V oici un décor pour tout jouer
Bonjour Yves-Noël,
Comme promis, je reviens
vers toi, plein de constatations sensorielles digérées mais aussi plein de
questions.
Précédemment je parlais de
théâtre « thérapeutique ». Pour moi, il peut en effet
« soigner » l'acteur, car il n'est pas dans l'effort de justesse, il
n'apporte aucune angoisse liée aux contraintes (techniques, spatiales ou
de temps). Pendant ces longues improvisations, je me suis senti devenir
théâtralement sans aucun effort tout en ne me ménageant pas pour tenter d'être
pleinement. Comme s’il nous était
permis de laisser sortir ce qu'il y a de théâtre en nous mais qu'on ne révèle
qu'en solitude, dans la douche, aux toilettes, dans son lit. Ces choses que
l'on cache bien pudiquement pour éviter d'avouer notre légère folie et se
persuader d'une « raisonnabilité » entendue qui conforte chacun dans
une réalité commune, mais qui sans doute, participe aussi à nourrir l'ensemble
de nos malaises. Quand la pulsion ne peut
être contenue, elle est tout de suite de trop car elle n'est pas normée, pas
nommée. Dans cet espace qui nous était donné lors de ces « rencontres
auditions », nous avions le droit de lâcher ces pulsions sans honte ou
sans a priori car le lieu théâtral était devenu intime. Il se transformait
alors en nos toilettes, notre douche, notre lit et la peur de dévoiler
quittait peu à peu ce lieu qui est compris et admis de tous comme publique.
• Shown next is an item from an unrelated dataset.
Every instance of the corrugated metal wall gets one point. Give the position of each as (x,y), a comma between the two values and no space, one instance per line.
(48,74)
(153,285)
Dans cette façon d'aborder
le théâtre, l'intime devient publique sans voyeurisme ni perversion. En douceur
car il induit chacun de nous au même niveau d'ouverture. C'est en cela que je
trouve la parcelle de théâtre que tu nous as apportée comme
« thérapeutique ».
Et la première question ou
la première intrigue qu'il me vient, c'est : Comment s'introduit le public
là-dedans ? Est ce qu'il est à l'aise ? Est ce qu'il est curieux ? Est ce qu'il
devient pudique ? Est ce qu'il se libère à son tour ? Est ce qu'il a envie de
monter sur scène ? …
J'ai encore bien d'autres
questions, notamment j'ai fait des rapprochements dans ma tête avec André
Antoine et ce que tu disais sur la façon de porter un texte, tes recherches
vers un naturalisme du corps et de la voix, ta façon de vouloir supprimer
l'espace formel de la scène et du face-public. Tu me diras si cela te parle ou
si tu penses que je fais des rapprochements un peu simples entre ta vision du
théâtre et celle d'Antoine au XIXème.
Je vais m'arrêter là pour
l'instant. Mieux vaut y aller petit à petit pour comprendre, mais il y a plein
d'autres connexions qui sont venues me chatouiller l'esprit lors de ces
auditions...
Je te souhaite de passer de
bons moments au Mexique et espère que tu pourras répondre ou nourrir mes
réflexions encore un peu confuses.
PS : Tu m'excuseras si ce
mail et plein de fautes, l'orthographe et la conjugaison ne sont pas de mes
points forts.
A bientôt
Ça me fait bien plaisir, ce
que tu me dis ! Tiens, une phrase d'Emil Cioran qui pourra nourrir
tes « réflexions un peu confuses » : « Pour moi
l’homme n’existe véritablement que quand il ne fait rien. Dès qu’il agit, dès
qu’il se prépare à faire quelque chose, il devient une pitoyable
créature. » Je te conseille fortement de te plonger dans Hamlet et dans tous ses personnages. Tu m'as l'air d'attaque
! Voici un décor pour le jouer et je rajoute un très, très gros orage qui en
dit et qui en dit (mais je suis torse nu, malgré l'absence de portes dans la
maison où j'habite, il ne fait pas froid). J'aimerais bien que tu
transportes cette matière à toi tout seul (il y a Ophelia, etc.) Tu pourrais
faire beaucoup d'autres choses, mais commence par Hamlet, non ? dans les prochains jours... Je suis toujours
étonné à quel point les acteurs perdent leur temps. On se revoit en juillet ?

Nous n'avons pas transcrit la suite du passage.